舞織は机に突っ伏したまま、人識を下から睨みつける様に見て、一つ溜息を吐いた。

「七子のことですよ」
はあ、と妹を心配する姉のような表情で舞織は言った。

「ああ、兄貴の彼女だっけ?物好きだよな」
人識は他人事故にか、かはは、と楽しそうに笑った。
「双識さんが悪い人じゃないのは重々承知なんですけれど、セクハラとかはナチュラルにするじゃないですか。
七子にセクハラなんてしようものならどうしてくれましょう!軋識さんの釘バット借りてこなくちゃですよ!」

「そこまで考えちゃう心配症というより溺愛し過ぎなお前の脳味噌がどうしましょうだよ」
人識は呆れつつ、ソファにもたれた。
舞織にとって七子は自分が"零崎舞織"になってからも変わらず接してくれる唯一の友達。
その友人が兄の毒牙…じゃなかった付き合っていると知った時は兄をどうしてやろうか考えてしまったものだ。




「ただいま」
「お邪魔します」
七子の遠慮がちな声。
舞織は俊敏に玄関へと向かっていく。
背後から人識の呆れた様な声が聞こえたが、この際気にしないでおく。


「お帰りなさいー、七子大丈夫ですか?双識さんに変なことされませんでしたか?」
舞織は七子を抱き締めながら、母親の様に心配する。
七子と双識は苦笑しながら、大丈夫だよ、と笑った。
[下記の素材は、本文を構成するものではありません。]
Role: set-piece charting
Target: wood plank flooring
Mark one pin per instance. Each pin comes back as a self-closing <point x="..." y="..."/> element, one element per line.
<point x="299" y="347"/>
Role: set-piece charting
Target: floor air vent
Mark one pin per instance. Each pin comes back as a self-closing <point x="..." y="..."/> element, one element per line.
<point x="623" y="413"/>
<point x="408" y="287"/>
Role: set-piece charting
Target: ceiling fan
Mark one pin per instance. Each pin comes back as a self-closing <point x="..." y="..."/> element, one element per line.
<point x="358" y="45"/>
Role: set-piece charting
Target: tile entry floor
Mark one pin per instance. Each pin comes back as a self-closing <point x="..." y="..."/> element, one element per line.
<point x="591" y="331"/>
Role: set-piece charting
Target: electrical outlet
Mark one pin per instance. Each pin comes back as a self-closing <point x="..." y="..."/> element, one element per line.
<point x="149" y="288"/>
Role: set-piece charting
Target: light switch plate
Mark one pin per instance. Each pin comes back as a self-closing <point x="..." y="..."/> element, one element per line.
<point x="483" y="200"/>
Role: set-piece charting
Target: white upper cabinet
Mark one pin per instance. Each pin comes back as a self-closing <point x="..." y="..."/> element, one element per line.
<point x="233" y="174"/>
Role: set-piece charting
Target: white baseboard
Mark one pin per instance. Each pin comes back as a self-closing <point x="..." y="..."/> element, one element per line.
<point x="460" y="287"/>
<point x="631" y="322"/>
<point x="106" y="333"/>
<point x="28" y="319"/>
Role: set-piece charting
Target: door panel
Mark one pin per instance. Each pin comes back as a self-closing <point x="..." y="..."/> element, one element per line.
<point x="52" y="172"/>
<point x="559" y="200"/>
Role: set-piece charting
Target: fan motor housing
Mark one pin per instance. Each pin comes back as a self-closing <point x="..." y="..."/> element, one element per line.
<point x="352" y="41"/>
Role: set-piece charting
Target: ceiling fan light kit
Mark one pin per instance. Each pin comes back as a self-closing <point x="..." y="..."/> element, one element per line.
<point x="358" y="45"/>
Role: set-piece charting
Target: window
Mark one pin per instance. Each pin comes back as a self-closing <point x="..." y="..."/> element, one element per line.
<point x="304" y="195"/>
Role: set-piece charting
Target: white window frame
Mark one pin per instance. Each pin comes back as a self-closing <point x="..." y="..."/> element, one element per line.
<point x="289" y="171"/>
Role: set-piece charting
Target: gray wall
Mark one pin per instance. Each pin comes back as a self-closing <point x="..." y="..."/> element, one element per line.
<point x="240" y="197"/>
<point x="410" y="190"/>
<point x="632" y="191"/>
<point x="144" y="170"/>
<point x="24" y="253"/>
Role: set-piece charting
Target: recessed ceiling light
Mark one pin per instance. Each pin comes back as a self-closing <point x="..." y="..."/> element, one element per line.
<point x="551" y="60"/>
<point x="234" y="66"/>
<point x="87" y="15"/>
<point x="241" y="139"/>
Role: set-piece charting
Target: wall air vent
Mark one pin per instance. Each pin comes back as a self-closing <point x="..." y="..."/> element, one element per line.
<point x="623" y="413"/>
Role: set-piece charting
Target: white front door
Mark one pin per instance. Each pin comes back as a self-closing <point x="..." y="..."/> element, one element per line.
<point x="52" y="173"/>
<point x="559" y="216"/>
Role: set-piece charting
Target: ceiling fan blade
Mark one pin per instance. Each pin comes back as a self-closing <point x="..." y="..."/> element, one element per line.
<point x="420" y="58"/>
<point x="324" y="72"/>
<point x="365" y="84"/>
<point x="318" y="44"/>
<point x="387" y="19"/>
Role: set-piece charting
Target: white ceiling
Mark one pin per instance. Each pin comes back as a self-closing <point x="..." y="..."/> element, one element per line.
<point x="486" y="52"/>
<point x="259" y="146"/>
双識は妹に信用されていないのが少しショックな様だが。



「ご飯食べて行ってくださいよう」
舞織の提案に、七子は困ったような顔をする。
「え、悪いからいいよ、伊織ちゃん」
わたわたする七子の頭を優しく撫でながら、双識は言う。
「まあまあ、せっかくだから、食べていかないかい?」
双識と舞織に言われて、七子はじゃあ、と笑った。